Previous companies have tested transparent photovoltaics by punching holes in traditional panels, but the transparency of those devices was not enough to allow them to blend into architecture, and they were still bulky like rooftop units, according to Lunt.
Robert Tenent, an emerging buildings technologies expert at the National Renewable Energy Laboratory, said it is “very reasonable” to see a technology like this make it out of the lab.
“Some of what is going on has similarities to existing dynamic ‘smart’ window technologies, which are currently emerging in the marketplace, albeit slowly. Growing adoption in that market, should help ease things for the photovoltaic window concept,” Tenent said.
Tenent’s NREL colleague Lance Wheeler agreed there is commercial potential, although buildings would need to be better designed to take advantage of this type of technology at scale.

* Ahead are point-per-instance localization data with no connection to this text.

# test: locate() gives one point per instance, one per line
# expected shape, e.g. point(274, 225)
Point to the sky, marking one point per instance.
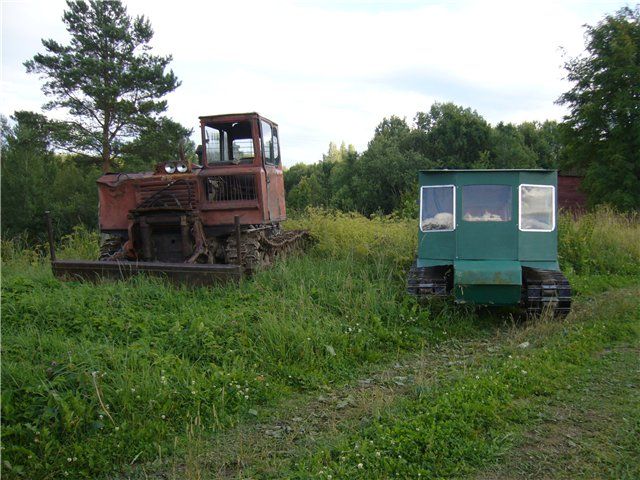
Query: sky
point(330, 71)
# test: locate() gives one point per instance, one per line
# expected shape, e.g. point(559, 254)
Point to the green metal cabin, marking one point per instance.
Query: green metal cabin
point(490, 237)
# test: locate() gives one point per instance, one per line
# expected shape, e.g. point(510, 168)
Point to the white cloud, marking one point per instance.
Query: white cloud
point(332, 72)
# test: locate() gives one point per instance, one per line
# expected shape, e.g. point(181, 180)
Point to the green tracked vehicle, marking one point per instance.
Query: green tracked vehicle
point(490, 237)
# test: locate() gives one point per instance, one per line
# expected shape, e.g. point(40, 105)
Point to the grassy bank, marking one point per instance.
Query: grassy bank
point(96, 378)
point(462, 420)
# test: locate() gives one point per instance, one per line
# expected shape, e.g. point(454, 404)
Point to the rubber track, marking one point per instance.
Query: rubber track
point(546, 289)
point(423, 284)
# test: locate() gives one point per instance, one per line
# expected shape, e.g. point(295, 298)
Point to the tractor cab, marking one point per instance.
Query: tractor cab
point(490, 237)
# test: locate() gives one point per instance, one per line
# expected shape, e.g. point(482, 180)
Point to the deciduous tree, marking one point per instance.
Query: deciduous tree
point(602, 130)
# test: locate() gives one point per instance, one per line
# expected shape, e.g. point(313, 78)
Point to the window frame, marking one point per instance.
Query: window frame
point(270, 160)
point(464, 207)
point(553, 208)
point(422, 188)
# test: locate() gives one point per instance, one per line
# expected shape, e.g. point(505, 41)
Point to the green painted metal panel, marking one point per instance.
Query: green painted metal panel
point(488, 294)
point(487, 282)
point(487, 272)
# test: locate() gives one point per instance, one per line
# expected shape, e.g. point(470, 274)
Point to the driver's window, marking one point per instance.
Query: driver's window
point(276, 147)
point(216, 145)
point(267, 143)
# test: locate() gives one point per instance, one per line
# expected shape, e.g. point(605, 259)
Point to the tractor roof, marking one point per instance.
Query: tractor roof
point(234, 117)
point(454, 170)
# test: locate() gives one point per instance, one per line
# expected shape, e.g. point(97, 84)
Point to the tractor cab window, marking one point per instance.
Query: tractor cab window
point(437, 208)
point(229, 142)
point(486, 203)
point(537, 208)
point(270, 143)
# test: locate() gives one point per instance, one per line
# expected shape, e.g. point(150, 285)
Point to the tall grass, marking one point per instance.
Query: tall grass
point(96, 377)
point(601, 242)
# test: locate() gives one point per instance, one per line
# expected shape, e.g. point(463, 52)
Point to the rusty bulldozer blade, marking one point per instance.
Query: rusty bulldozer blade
point(179, 273)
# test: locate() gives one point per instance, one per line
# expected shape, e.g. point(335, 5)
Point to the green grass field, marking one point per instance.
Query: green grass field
point(139, 378)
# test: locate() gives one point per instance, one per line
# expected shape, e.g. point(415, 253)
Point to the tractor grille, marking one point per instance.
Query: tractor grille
point(176, 194)
point(231, 187)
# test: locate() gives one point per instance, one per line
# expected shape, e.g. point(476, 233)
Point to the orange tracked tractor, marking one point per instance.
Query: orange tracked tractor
point(196, 223)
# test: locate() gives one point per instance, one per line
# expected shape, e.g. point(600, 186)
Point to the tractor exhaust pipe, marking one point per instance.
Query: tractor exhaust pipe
point(236, 222)
point(52, 246)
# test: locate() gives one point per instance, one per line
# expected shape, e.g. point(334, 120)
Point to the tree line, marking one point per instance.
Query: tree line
point(112, 88)
point(383, 179)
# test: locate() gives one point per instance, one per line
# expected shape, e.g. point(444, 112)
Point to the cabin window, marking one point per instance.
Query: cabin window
point(267, 143)
point(216, 142)
point(486, 203)
point(229, 142)
point(437, 208)
point(537, 208)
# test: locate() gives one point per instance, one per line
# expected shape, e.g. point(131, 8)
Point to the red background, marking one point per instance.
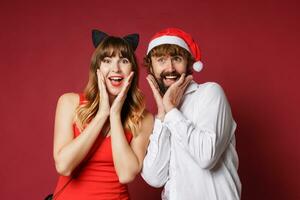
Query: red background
point(250, 47)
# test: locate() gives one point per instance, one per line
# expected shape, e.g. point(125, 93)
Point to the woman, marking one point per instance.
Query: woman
point(101, 136)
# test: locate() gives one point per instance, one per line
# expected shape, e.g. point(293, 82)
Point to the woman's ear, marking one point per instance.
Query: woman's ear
point(133, 40)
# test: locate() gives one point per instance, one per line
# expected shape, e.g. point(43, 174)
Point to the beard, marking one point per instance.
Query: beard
point(160, 80)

That makes the automotive industry “a nice fit in the interim,” Wheeler said.
NREL is working on three different projects on transparent solar. Tenent said most of the major architectural and automotive glass companies NREL has spoken with are “very interested.”
Yet there is skepticism. Current applications at Michigan State are about 5 percent efficient, meaning they have been able to demonstrate turning that level of solar energy into electricity. Comparatively, traditional solar panels are 15 to 18 percent efficient.
Jenny Chase, an analyst at Bloomberg New Energy Finance, said transparent materials would have to be “really cheap” to make up for the lower efficiency. There is also not a shortage of roof space right now for traditional panels, she said.
With 5 percent efficiency, “is it worth putting the wires in?” she asked.
Lunt said current technology is at about a third of its potential, meaning it could reach the current efficiency of rooftop solar with more research.
Research outlined in the Nature Energy study was funded by the National Science Foundation and the Department of Education.